The U.S. is one of the 16 nations set to play in the 2020 Fed Cup Qualifiers, based on its performance in the 2019 Fed Cup by BNP Paribas. Belarus, Belgium, Brazil, Canada, Czech Republic, Germany, Great Britain, Japan, Kazakhstan, Latvia, Romania, Russia, Slovakia, Spain and Switzerland will also participate.

"I'm excited to see the impact this new format has on the competition over the next few years,” said U.S. Fed Cup Captain Kathy Rinaldi. “Combining the traditional, home-and-away style for the Qualifying rounds with the one-week 'World Cup of Tennis' Finals gives Fed Cup an event that has the potential to grow in popularity worldwide, while still allowing each country the opportunity to compete on home soil. Fed Cup deserves to thrive, and we look forward to what this new future holds."

The Finals will feature a round-robin format with four groups of three teams, followed by knock-out semifinals and the final. The top two nations will be guaranteed a place in the following year’s Finals, while the nations finishing third through 10th will contest the following year’s Qualifiers.

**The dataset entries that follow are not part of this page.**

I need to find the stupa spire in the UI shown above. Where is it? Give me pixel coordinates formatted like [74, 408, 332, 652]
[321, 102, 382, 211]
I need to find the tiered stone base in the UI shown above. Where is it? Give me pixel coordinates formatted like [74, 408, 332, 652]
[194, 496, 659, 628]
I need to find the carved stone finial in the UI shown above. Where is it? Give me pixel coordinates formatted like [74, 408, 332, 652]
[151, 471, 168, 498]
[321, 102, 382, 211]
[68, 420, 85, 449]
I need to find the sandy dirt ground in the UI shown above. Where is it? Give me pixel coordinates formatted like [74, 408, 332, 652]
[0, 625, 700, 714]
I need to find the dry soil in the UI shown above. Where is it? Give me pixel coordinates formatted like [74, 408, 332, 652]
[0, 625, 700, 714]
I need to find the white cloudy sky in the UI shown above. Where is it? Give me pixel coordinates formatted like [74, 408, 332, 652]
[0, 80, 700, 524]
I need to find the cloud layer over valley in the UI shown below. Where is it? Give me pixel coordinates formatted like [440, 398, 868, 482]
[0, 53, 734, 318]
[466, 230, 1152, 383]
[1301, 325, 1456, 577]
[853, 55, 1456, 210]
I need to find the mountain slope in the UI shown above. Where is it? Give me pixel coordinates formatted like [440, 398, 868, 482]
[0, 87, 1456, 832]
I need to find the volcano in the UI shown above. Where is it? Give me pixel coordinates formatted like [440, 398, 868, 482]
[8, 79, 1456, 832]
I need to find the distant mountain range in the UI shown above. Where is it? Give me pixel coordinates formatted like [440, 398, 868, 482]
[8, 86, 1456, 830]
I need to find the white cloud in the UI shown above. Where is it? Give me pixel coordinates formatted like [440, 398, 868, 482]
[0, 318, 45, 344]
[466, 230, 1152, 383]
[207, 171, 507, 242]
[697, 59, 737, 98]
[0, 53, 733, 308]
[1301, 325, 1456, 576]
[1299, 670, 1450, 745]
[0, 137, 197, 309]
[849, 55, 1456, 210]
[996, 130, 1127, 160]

All matches will consist of two singles and one doubles.

The new format was approved by the ITF Board following an extensive review and consultation process with national associations, the WTA and the WTA Player Council. The format respects the existing women’s tennis calendar by reducing Fed Cup to two weeks of competition in existing Fed Cup weeks, while also supporting player health through the extension of the offseason by moving the Finals from November to April.

There will be no change to the format of the regional group events, which will continue to consist of week-long round-robin tournaments. With the expansion of the elite level of the competition, the number of nations qualifying from the regional Group I events for the Fed Cup Playoffs has doubled from four to eight. These nations will face the eight losing nations from the Fed Cup Qualifiers to earn a place in the following year’s Qualifiers.

“The launch of the Fed Cup by BNP Paribas Finals will create a festival of tennis that elevates this flagship women’s team competition to a new level, yet remains loyal to the historic core of the Fed Cup,” ITF President David Haggerty said. “We have consulted and listened to stakeholders and worked with the WTA and its Player Council to make sure the new format represents the interests of the players. We pledged to our National Associations that we would introduce reforms that will grow the competition’s global audience and enable greater investment into the future of the sport. We believe this bold new Fed Cup format delivers this pledge.”

Said tennis legend Billie Jean King, who was recently announced as Fed Cup’s Global Ambassador: "Fed Cup has evolved since I was part of the first winning team in 1963, but it has always remained true to its roots. These reforms are historic, as they reflect the ITF’s commitment to unlocking the Fed Cup’s huge potential, hosting a competition with prize money deserving of the world’s best women’s tennis teams and players. It is an honor to be part of the next evolution of the greatest event in women’s team tennis."